Isto é válido para todos aqueles que trabalham no âmbito da Justiça? «Falando em sentido laico, significa afirmar a grandeza do homem, que não é definido só pelos seus atos. Eu aprendi-o no início da minha carreira quando trabalhava no escritório de Nerio Diodà, homem de esquerda, mas que tinha bem claro este conceito. Transmitiu-mo e eu fi-lo meu dentro da minha história. Para nos entenderem, defendíamos os investigados de Tangentopoli.

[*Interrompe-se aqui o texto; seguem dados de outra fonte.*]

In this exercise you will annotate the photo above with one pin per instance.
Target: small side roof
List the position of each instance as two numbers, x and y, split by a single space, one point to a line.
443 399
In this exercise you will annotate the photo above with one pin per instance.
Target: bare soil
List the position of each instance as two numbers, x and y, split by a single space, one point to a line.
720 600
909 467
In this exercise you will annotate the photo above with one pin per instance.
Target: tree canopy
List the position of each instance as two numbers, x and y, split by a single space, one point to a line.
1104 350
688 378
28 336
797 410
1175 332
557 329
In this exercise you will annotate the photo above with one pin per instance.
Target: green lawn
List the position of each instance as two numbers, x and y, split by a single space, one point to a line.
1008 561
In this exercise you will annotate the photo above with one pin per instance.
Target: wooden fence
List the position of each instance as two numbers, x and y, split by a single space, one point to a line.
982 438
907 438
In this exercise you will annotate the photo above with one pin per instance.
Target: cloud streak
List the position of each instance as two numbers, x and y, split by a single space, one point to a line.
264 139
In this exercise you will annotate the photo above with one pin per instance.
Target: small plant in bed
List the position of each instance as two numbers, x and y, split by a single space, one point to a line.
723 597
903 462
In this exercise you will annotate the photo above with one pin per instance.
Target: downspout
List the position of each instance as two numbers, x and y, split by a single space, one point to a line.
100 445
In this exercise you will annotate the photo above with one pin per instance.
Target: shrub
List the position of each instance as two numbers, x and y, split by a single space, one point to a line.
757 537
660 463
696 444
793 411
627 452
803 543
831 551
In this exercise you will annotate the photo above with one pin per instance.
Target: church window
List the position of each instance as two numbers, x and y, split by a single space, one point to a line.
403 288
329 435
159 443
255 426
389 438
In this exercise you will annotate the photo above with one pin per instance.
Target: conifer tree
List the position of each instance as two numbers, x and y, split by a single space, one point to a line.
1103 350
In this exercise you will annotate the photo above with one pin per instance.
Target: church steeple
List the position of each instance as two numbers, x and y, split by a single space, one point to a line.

Na relação com os juízes e o ministério público, digo que, estabelecida a verdade dos factos, fornecendo eles dados que não estão nos autos, há sempre a possibilidade de mudança. Insisto em repeti-lo para que se torne cultura judiciária e não um simples pensamento meu. Porque aquilo que acontece nas salas de audiência de um tribunal a vários níveis produz cultura. Pode até dar um contributo às instituições». Fora e dentro das salas de audiência. Às vezes também longe do tempo processual. Como aconteceu com o juiz Elvio Fassone que por mais de trinta anos manteve uma troca epistolar com Salvatore, o homem que tinha condenado ao cárcere no maxi-processo da mafia. Aquelas cartas tornaram-se um livro que Tosoni lê de um fôlego. Permanece de tal modo impressionado pelo livro a ponto de convidar o juiz a participar do Meeting de Rimini de há dois anos. «Naquelas páginas para mim narra-se o que significa conhecer afetivamente. O que é que isso pode gerar. Na relação com Salvatore, Fassone conheceu de perto o cárcere. Começou a ajuizar e a ter por negativo aquele estabelecimento, o cárcere, ao qual o tinha condenado. Não só; chegou a formular algumas propostas legislativas quer para o ordenamento penitenciário quer para o código penal, para mitigar a prisão perpétua. Conhecê-lo e a sua história para mim foi a confirmação daquilo que me moveu e me move na vida profissional. Decerto, por vezes trabalhar com esta tensão não te deixa dormir à noite, às vezes deves ter a lucidez de te afastar para compreender, para que toda a verdade possa emergir. Às vezes erras. Mas assim não se cede ao cinismo. E talvez também por isso fiquei sempre ligado aos meus clientes».
Talvez por esta razão vá periodicamente ao encontro do violador em série. Mesmo que o processo já tenha terminado.